Was it possible that Jiao, after the fashion of recent years, had “re-discovered” Mao? Chinese people had always been interested in emperors – for thousands of years. There was a “royal revival” going on in movies and on TV, and the Qing emperors and empresses abounded in current bestsellers.
But how could Jiao, of all people, have entertained any fond fantasies of Mao – since Mao was responsible for the tragedies of her family?
And the Mao mystery aside, how could a young girl like Jiao afford to live like this without a job?
It was possible that Jiao was a kept woman, or “little concubine”- ernai, a new term that was gaining currency quickly in the contemporary Chinese vocabulary.
But Internal Security hadn’t found a “keeper” in the background, though somebody had been seen in her company, at least once, in the apartment here. For a young woman like Jiao, there was nothing surprising about an occasional visitor or two.
Peiqin pulled out of her thoughts. She hardly knew anything about Jiao, a girl from a different generation and of a different family background. There was no point in speculating too much.
Nor did she have any idea what Chen was really after. As a cop’s wife, she had no objection to snooping around for her husband’s sake, or that of his boss, but she would have liked more clues about what she was looking for.
Again, she glanced at her watch. Jiao wouldn’t come back this early. Peiqin decided to start her “search proper.”
She proceeded cautiously, pulling out the drawers, looking under the bed, examining the closet, rummaging through the boxes… From a mystery she had read, she learned that people could purposely hide things in the most obvious places, to which she also paid close attention.
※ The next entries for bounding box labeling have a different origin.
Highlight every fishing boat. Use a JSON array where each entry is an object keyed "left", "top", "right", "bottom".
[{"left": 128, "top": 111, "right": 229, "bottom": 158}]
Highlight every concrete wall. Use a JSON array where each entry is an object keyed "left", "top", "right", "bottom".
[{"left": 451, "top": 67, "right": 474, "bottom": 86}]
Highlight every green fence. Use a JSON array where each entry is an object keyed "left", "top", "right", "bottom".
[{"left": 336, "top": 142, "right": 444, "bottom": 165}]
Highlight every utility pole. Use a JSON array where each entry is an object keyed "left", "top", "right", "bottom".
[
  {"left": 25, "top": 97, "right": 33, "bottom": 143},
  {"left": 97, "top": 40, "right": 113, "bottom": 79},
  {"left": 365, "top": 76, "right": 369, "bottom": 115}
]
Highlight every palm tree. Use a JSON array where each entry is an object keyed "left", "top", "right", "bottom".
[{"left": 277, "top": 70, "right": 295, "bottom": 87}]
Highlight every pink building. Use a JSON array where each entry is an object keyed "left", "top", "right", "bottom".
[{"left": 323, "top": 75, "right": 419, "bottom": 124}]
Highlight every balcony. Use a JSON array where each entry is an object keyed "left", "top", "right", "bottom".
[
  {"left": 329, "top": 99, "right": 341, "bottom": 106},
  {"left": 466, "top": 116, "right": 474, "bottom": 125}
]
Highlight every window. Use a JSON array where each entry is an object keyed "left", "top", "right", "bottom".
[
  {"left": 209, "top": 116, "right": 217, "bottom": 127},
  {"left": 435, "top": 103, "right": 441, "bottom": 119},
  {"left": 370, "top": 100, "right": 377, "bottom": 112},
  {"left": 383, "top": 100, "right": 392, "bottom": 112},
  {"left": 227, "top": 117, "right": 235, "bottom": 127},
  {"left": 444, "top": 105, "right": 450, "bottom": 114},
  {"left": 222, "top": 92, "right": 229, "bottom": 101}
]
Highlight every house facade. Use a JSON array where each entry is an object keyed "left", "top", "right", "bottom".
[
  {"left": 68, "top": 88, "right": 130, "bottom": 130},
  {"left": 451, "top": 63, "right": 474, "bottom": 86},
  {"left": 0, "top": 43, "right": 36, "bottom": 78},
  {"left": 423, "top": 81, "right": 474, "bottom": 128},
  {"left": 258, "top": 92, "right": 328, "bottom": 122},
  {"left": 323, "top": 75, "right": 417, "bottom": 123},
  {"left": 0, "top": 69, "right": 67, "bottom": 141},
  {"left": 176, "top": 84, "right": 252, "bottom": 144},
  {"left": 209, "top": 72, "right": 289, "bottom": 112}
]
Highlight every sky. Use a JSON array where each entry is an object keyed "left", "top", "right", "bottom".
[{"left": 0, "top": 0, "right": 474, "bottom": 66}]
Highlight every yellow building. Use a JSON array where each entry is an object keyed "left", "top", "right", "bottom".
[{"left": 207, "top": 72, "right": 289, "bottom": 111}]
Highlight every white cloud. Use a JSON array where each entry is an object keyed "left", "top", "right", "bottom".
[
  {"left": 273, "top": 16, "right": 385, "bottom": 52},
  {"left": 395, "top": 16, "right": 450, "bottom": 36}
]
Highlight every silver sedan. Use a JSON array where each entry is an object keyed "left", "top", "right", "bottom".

After spending nearly an hour going through every nook and cranny, she found little except things that further reinforced her earlier impression of Jiao’s being obsessed with Mao.
In a drawer, Peiqin found several tapes of documentaries showing Mao receiving foreign visitors in the Forbidden City. Some of them she might have seen in Yunnan in the early seventies; it was during a time when hardly any movies were shown except the eight modern revolutionary model plays and documentaries of Mao. Peiqin and Yu would joke that Mao was the biggest movie star.
How could Jiao have gotten hold of these? Peiqin was tempted to put a tape into the player, but she decided against it. Jiao might notice it had been played.